Friday, January 08, 2010

Heroes

Just started "Heroes" by historian Paul Johnson. The book is almost guaranteed to make you think about the elements of heroism since it not only discusses the likely candidates, such as Moses, Churchill, the Duke of Wellington, and Lincoln, but also covers Samson, Emily Dickinson, Marilyn Monroe, and Mae West. [I have not reached the Marilyn Monroe section but eagerly await the analysis.]

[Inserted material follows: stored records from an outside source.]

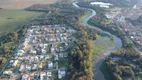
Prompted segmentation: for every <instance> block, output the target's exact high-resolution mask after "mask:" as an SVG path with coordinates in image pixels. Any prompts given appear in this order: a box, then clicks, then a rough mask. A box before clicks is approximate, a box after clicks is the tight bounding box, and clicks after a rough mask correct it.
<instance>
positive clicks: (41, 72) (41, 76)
mask: <svg viewBox="0 0 142 80" xmlns="http://www.w3.org/2000/svg"><path fill="white" fill-rule="evenodd" d="M45 76H46V72H41V73H40V80H44V77H45Z"/></svg>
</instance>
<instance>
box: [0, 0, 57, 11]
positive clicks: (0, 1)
mask: <svg viewBox="0 0 142 80" xmlns="http://www.w3.org/2000/svg"><path fill="white" fill-rule="evenodd" d="M56 1H57V0H0V8H5V9H24V8H27V7H29V6H31V5H33V4H52V3H55V2H56Z"/></svg>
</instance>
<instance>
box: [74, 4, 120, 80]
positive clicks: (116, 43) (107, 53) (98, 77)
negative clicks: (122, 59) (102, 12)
mask: <svg viewBox="0 0 142 80" xmlns="http://www.w3.org/2000/svg"><path fill="white" fill-rule="evenodd" d="M73 5H74V6H75V7H76V8H83V7H80V6H78V5H77V2H74V3H73ZM83 9H87V10H90V11H91V12H92V14H91V15H90V16H89V17H87V18H86V19H84V20H83V22H82V24H83V25H84V26H87V27H89V28H93V29H97V30H101V31H102V32H103V33H105V34H107V35H109V36H111V37H112V38H113V40H114V43H115V47H114V48H112V49H108V50H107V51H105V52H104V54H103V55H102V56H100V57H99V59H98V60H97V62H96V64H95V65H96V66H95V72H94V73H95V74H94V75H95V80H105V78H104V75H103V74H102V72H101V70H100V66H101V64H102V63H103V61H104V60H105V58H106V57H107V56H108V55H110V53H111V52H112V51H116V50H119V49H121V48H122V41H121V39H120V38H118V37H117V36H115V35H113V34H111V33H110V32H107V31H104V30H102V29H100V28H98V27H95V26H92V25H90V24H88V21H89V20H90V19H91V18H92V17H94V16H95V15H96V14H97V13H96V11H95V10H93V9H89V8H83Z"/></svg>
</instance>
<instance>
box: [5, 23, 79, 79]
mask: <svg viewBox="0 0 142 80" xmlns="http://www.w3.org/2000/svg"><path fill="white" fill-rule="evenodd" d="M75 33H76V31H75V30H74V29H72V28H71V27H67V26H65V25H42V26H31V27H30V28H29V29H28V30H27V33H26V34H25V38H24V40H23V42H22V43H21V44H20V45H19V48H18V50H17V51H16V53H15V54H14V56H13V57H12V58H11V59H10V61H9V63H8V64H7V66H6V69H5V70H4V71H3V75H4V76H6V77H7V76H13V75H21V78H20V79H21V80H52V79H53V76H52V75H55V74H53V72H57V73H58V74H56V76H58V78H59V79H62V78H63V77H65V75H66V68H65V67H64V68H63V69H60V66H59V63H58V61H59V60H60V59H63V58H67V56H68V49H69V48H70V47H71V46H72V44H73V42H74V40H75V38H74V37H73V34H75Z"/></svg>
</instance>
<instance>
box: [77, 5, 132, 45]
mask: <svg viewBox="0 0 142 80" xmlns="http://www.w3.org/2000/svg"><path fill="white" fill-rule="evenodd" d="M78 4H79V5H80V6H82V7H85V8H91V9H94V10H95V11H96V13H97V14H96V16H94V17H93V18H91V19H90V20H89V21H88V23H89V24H91V25H94V26H96V27H99V28H101V29H103V30H105V31H108V32H110V33H112V34H114V35H116V36H118V37H119V38H121V40H122V43H123V47H128V46H130V47H131V46H133V43H130V42H129V41H128V39H127V38H126V34H125V33H124V32H122V31H121V30H120V28H119V27H120V26H119V25H117V24H116V23H114V22H113V21H112V20H110V19H108V18H107V17H106V16H105V12H106V10H105V9H103V8H100V7H97V6H92V5H91V4H90V2H88V3H85V2H81V3H78Z"/></svg>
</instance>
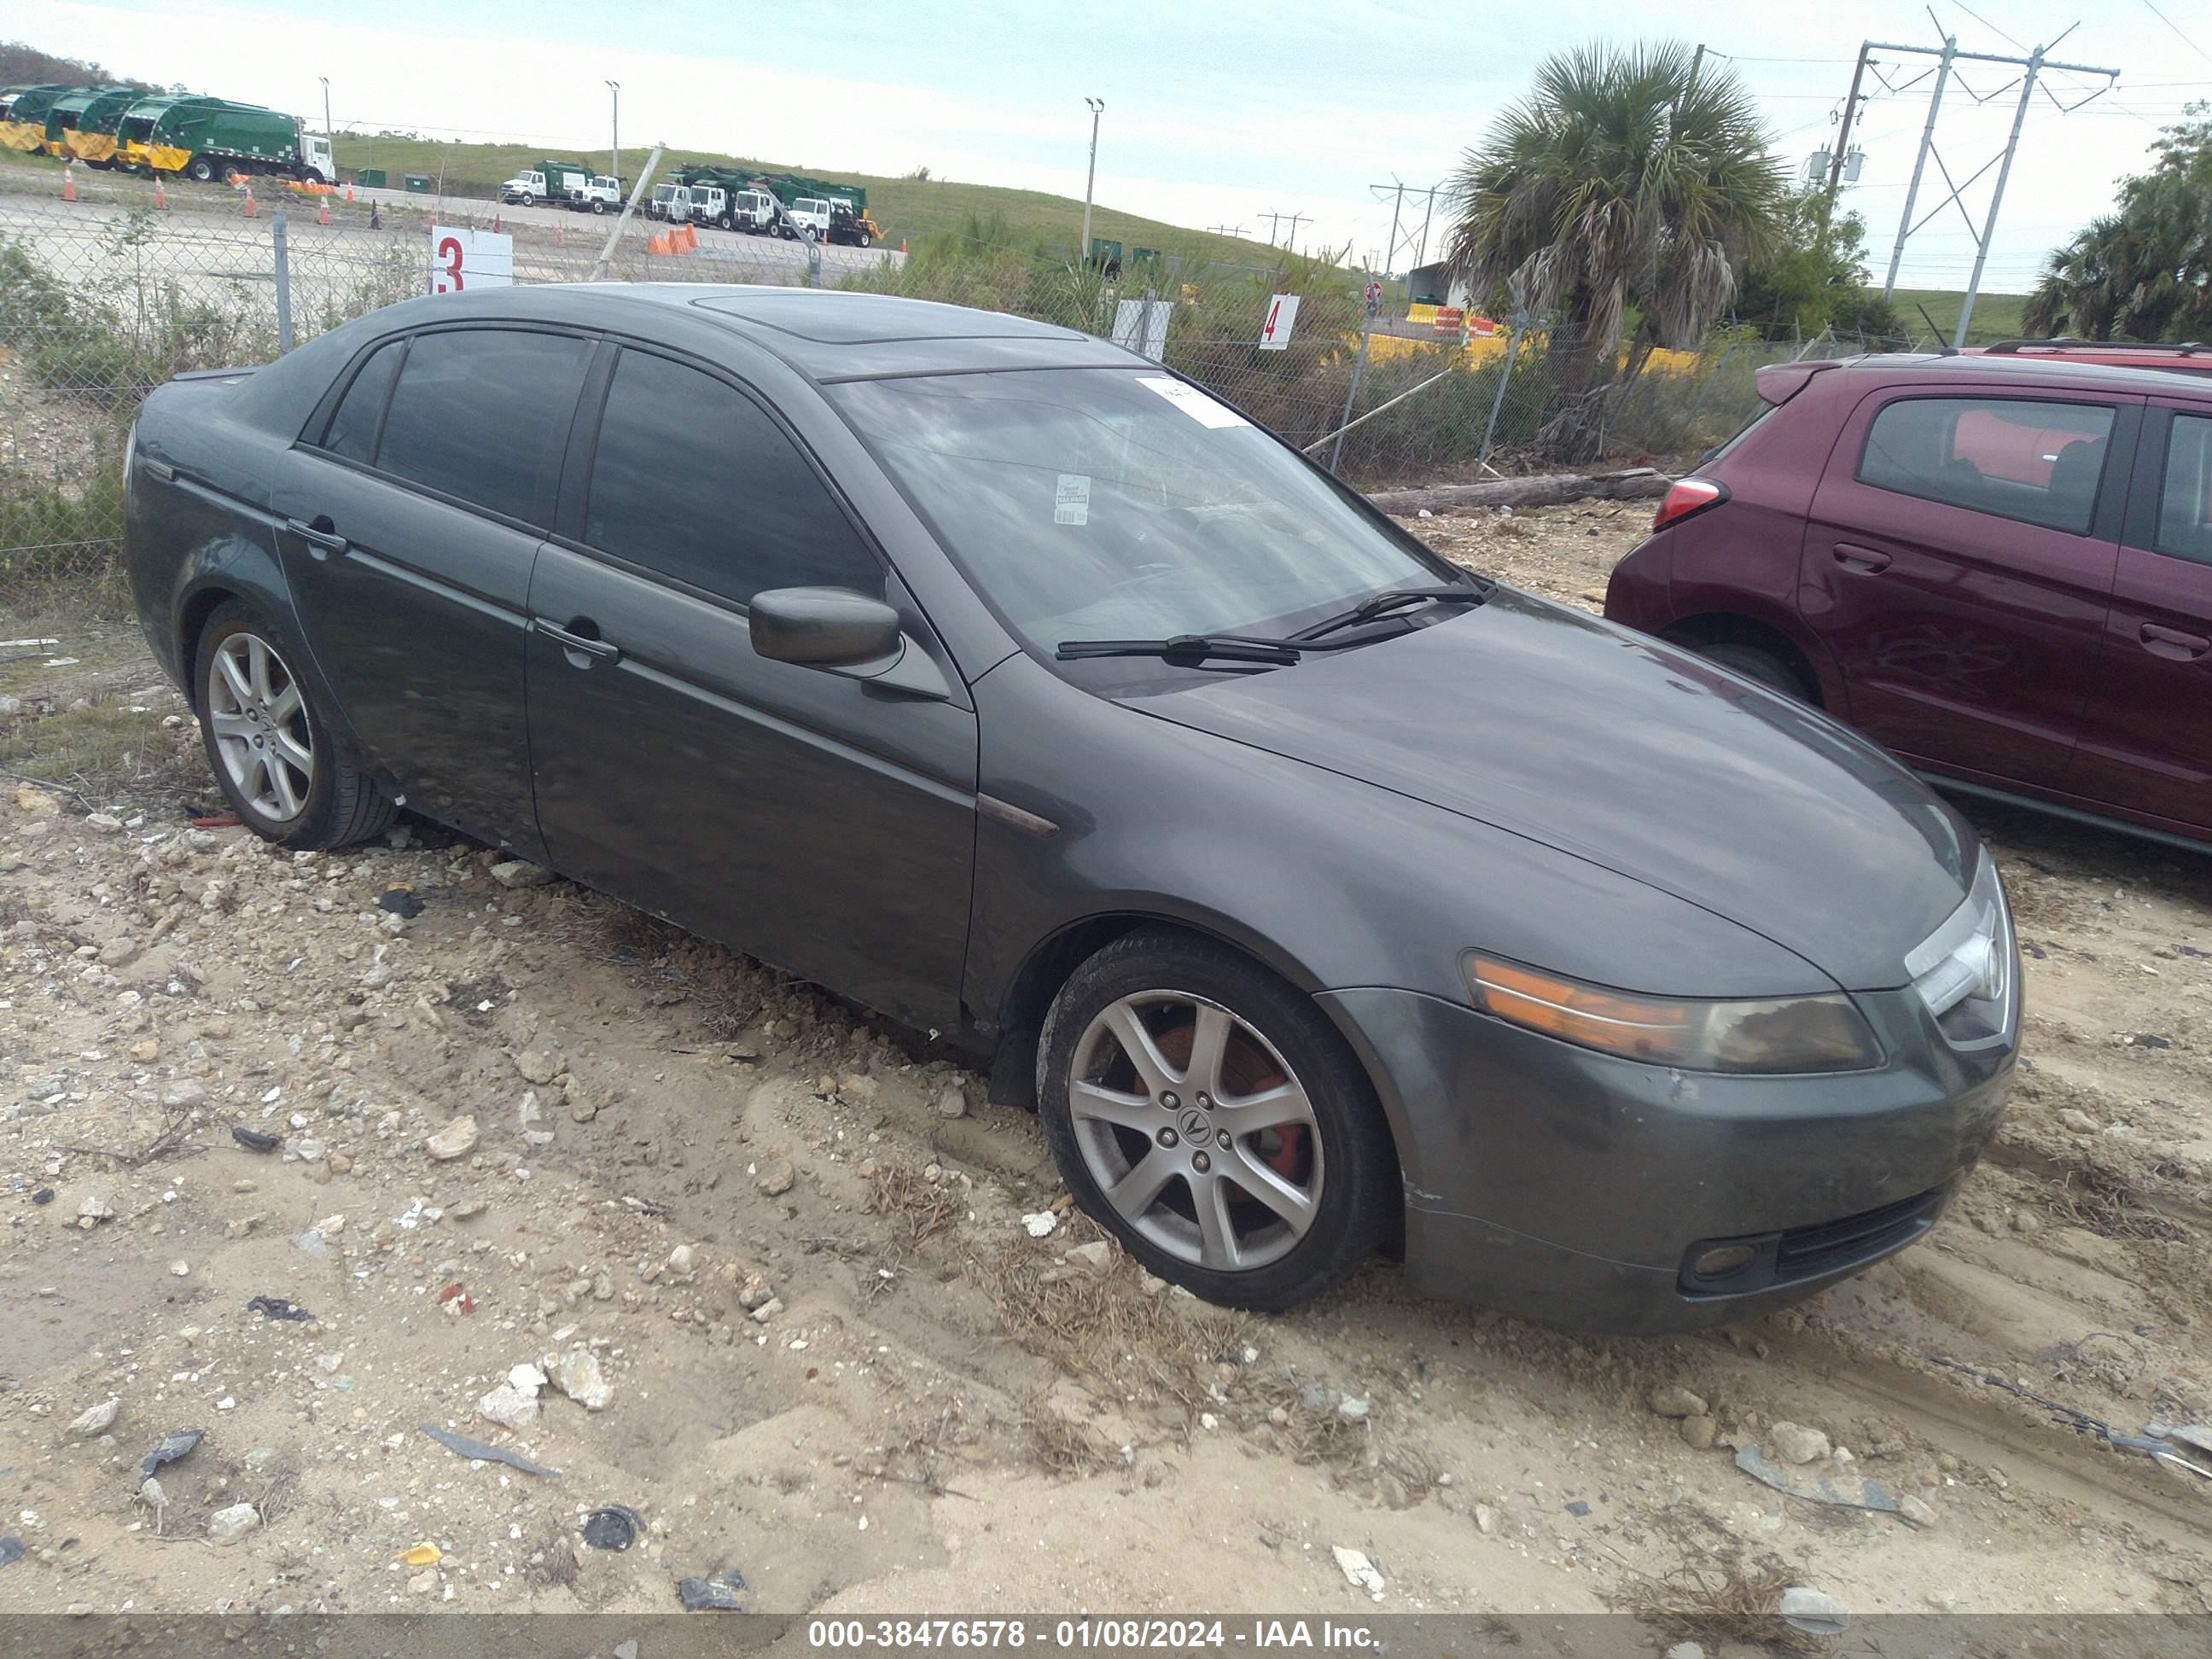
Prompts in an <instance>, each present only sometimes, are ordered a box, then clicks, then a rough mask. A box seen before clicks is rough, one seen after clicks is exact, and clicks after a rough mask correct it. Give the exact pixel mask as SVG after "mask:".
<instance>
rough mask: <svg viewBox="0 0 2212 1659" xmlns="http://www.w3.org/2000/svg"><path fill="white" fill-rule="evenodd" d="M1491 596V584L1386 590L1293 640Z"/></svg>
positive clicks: (1362, 600) (1487, 598)
mask: <svg viewBox="0 0 2212 1659" xmlns="http://www.w3.org/2000/svg"><path fill="white" fill-rule="evenodd" d="M1489 597H1491V591H1489V584H1484V586H1480V588H1475V586H1451V588H1385V591H1383V593H1369V595H1367V597H1365V599H1360V602H1358V604H1356V606H1352V608H1349V611H1338V613H1336V615H1334V617H1323V619H1321V622H1316V624H1312V626H1310V628H1298V633H1294V635H1292V637H1290V639H1292V641H1296V644H1303V641H1310V639H1323V637H1327V635H1332V633H1343V630H1345V628H1356V626H1360V624H1363V622H1374V619H1376V617H1387V615H1389V613H1391V611H1402V608H1405V606H1409V604H1425V602H1455V604H1482V602H1484V599H1489Z"/></svg>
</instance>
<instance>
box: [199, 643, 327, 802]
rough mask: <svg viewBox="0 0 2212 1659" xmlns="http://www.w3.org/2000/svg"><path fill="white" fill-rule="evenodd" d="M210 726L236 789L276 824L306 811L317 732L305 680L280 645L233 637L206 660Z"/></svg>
mask: <svg viewBox="0 0 2212 1659" xmlns="http://www.w3.org/2000/svg"><path fill="white" fill-rule="evenodd" d="M208 726H210V730H212V732H215V752H217V754H219V757H221V761H223V772H226V774H228V776H230V785H232V787H234V790H237V792H239V794H241V796H243V799H246V801H248V803H250V805H252V810H254V812H259V814H261V816H263V818H270V821H274V823H290V821H292V818H296V816H299V814H301V812H305V810H307V794H310V792H312V790H314V728H312V726H310V723H307V703H305V699H303V697H301V690H299V681H296V679H294V677H292V668H290V666H288V664H285V659H283V657H281V655H276V648H274V646H272V644H270V641H268V639H263V637H261V635H254V633H234V635H230V637H228V639H223V641H221V644H219V646H217V648H215V655H212V657H208Z"/></svg>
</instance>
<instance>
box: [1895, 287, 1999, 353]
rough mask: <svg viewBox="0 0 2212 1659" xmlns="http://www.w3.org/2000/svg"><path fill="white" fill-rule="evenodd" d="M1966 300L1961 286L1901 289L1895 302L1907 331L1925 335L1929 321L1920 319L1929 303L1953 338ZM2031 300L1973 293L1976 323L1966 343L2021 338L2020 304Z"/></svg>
mask: <svg viewBox="0 0 2212 1659" xmlns="http://www.w3.org/2000/svg"><path fill="white" fill-rule="evenodd" d="M1964 301H1966V294H1964V292H1962V290H1958V288H1900V290H1898V292H1896V299H1893V301H1891V303H1893V305H1896V310H1898V319H1900V321H1902V323H1905V332H1907V334H1924V332H1927V323H1922V321H1920V312H1918V307H1920V305H1927V312H1929V321H1933V323H1936V327H1940V330H1942V336H1944V338H1947V341H1949V338H1951V334H1953V332H1955V330H1958V307H1960V305H1962V303H1964ZM2026 303H2028V296H2026V294H1991V292H1986V290H1984V292H1980V294H1975V296H1973V323H1971V325H1969V330H1966V345H1991V343H1993V341H2017V338H2020V307H2022V305H2026Z"/></svg>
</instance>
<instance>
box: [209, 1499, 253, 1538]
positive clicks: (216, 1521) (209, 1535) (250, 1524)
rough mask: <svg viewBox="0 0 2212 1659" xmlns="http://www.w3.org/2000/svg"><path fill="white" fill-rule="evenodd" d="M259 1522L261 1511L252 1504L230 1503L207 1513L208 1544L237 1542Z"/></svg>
mask: <svg viewBox="0 0 2212 1659" xmlns="http://www.w3.org/2000/svg"><path fill="white" fill-rule="evenodd" d="M259 1524H261V1511H259V1509H254V1506H252V1504H232V1506H230V1509H217V1511H215V1513H212V1515H208V1542H210V1544H237V1542H239V1540H241V1537H246V1535H248V1533H250V1531H254V1528H257V1526H259Z"/></svg>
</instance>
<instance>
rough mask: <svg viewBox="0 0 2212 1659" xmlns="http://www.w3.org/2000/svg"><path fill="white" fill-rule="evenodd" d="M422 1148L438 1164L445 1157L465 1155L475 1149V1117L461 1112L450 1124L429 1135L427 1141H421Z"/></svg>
mask: <svg viewBox="0 0 2212 1659" xmlns="http://www.w3.org/2000/svg"><path fill="white" fill-rule="evenodd" d="M422 1150H425V1152H429V1155H431V1157H434V1159H438V1161H440V1164H442V1161H447V1159H456V1157H467V1155H469V1152H473V1150H476V1117H471V1115H469V1113H462V1115H460V1117H456V1119H453V1121H451V1124H447V1126H445V1128H440V1130H438V1133H436V1135H431V1137H429V1139H427V1141H422Z"/></svg>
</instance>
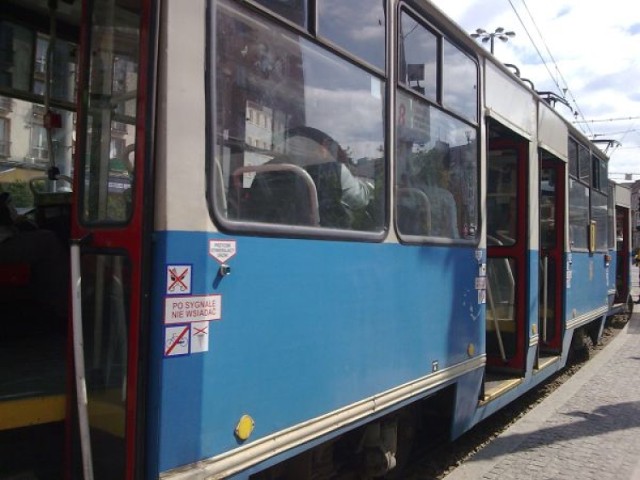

I think our society is still infected with the anti-hero virus. For many years, our film makers and novelists seemed to declare, "Show me a hero and I'll show you some feet of clay." A society can pay a high price for the cynicism that is fostered by such influences. You know the litany: All corporate executives are crooks, all priests are perverts, all generals can't wait to get us into a war, all bureaucrats are slugs. And the bad guys? Well, they have reasons. A so-called good guy must have done something wrong to them that causes them to act that way.

Martin Mayer once wrote that no pornography is so vile that some college professor cannot be found who will testify that he'd recommend it as bedtime reading for his twelve-year-old daughter. The propensity to search for excuses for the villains of the world is the flipside of the "There are no heroes" argument. Each tune has a repeated message: We are unworthy.